Menschen werden von der künstlichen Welt so gefesselt, dass sie nach und nach den Bezug zur realen Welt verlieren – haben sie doch ein virtuelles Zuhause. All dies birgt einen nicht zu unterschätzenden Suchtfaktor. Die Berliner Charité hat in einer Studie nachgewiesen, dass Internet- und Computerspiel-Abhängigkeit zu der Kategorie der Verhaltenssucht gehören und therapiebedürftig sind.

Neu bei „Second Life“ ist die Vermischung aus echtem und ausgedachtem Leben. Mit ihren Niederlassungen in „Second Life“ greifen Medien und Wirtschaftsunternehmen den Trend auf, damit werten sie „Second Life“ auf und erkennen es als Bestandteil des Alltagsgeschehens an. Noch kann man die Schritte der Unternehmen in die virtuelle Welt als Experimente betrachten. Viele Spieler sind über dieses Stadium allerdings längst hinaus – es ist längst ein fester Bestandteil ihres wirklichen Lebens.
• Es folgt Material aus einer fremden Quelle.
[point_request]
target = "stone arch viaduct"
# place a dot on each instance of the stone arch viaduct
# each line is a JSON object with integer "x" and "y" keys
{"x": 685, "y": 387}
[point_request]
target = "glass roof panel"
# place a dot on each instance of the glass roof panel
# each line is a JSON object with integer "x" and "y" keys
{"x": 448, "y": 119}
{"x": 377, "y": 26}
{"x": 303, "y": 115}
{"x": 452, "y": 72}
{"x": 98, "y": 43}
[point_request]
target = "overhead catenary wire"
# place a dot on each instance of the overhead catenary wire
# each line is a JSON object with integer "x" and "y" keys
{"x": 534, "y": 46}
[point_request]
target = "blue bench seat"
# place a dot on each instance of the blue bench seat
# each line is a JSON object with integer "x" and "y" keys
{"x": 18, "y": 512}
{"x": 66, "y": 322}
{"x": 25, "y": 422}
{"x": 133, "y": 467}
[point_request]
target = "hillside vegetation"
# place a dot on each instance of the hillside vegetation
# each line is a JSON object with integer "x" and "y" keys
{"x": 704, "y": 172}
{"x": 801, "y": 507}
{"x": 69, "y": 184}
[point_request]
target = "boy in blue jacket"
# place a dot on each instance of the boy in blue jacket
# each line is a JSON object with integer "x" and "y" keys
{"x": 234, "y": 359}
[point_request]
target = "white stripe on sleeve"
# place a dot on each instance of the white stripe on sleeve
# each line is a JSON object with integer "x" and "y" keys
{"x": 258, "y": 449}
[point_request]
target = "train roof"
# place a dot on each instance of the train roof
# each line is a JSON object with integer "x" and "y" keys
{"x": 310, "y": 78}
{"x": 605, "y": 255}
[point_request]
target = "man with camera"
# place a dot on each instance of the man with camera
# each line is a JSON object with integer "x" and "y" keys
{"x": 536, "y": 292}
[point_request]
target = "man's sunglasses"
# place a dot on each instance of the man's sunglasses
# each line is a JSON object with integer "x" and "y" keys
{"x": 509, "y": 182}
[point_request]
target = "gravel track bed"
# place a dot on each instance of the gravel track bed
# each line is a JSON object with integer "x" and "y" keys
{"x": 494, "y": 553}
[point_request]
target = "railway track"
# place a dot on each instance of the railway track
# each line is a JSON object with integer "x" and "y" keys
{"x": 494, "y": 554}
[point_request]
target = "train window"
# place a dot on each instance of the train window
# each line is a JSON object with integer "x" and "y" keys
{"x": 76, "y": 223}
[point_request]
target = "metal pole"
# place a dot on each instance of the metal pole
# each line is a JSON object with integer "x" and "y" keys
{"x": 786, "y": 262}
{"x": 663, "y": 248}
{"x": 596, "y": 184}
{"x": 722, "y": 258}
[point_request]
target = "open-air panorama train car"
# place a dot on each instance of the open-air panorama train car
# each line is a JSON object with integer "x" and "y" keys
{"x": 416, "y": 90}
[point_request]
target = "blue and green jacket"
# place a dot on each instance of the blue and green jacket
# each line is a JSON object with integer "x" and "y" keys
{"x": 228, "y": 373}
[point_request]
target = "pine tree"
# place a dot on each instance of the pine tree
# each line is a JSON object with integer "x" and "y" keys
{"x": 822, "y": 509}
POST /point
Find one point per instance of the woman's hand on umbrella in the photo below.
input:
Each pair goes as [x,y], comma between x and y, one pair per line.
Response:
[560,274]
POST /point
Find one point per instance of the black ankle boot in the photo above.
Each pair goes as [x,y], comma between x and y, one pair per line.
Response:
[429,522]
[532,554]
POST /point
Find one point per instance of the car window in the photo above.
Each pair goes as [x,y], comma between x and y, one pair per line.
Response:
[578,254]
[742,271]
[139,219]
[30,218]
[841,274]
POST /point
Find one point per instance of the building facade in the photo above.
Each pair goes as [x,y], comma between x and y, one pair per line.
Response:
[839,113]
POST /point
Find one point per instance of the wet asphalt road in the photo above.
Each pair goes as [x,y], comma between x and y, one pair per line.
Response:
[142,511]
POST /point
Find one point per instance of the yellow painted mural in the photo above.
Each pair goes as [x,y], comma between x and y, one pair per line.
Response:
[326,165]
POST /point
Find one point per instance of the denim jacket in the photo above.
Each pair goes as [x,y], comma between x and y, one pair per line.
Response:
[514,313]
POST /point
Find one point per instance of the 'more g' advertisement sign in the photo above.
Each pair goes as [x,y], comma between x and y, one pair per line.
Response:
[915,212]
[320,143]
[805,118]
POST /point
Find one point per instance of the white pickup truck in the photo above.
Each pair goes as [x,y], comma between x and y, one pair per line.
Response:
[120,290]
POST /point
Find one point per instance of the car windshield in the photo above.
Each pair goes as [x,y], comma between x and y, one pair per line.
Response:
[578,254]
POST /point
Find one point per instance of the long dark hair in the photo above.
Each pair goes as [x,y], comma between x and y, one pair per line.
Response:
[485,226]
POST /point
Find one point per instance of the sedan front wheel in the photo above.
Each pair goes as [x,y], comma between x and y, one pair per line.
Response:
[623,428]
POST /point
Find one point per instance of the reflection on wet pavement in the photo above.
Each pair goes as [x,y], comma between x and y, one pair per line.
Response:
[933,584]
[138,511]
Vielleicht legt sich die ganze Aufregung wieder und auch Big Brother wird ein virtueller Flop. Sollten die SL-News keine Gewinne einbringen, wird auch dieses Verlagshaus verkauft. Möglicherweise gehen dann die Menschen wieder real mit ihrem Partner spazieren, statt es nur auf dem Bildschirm zu tun.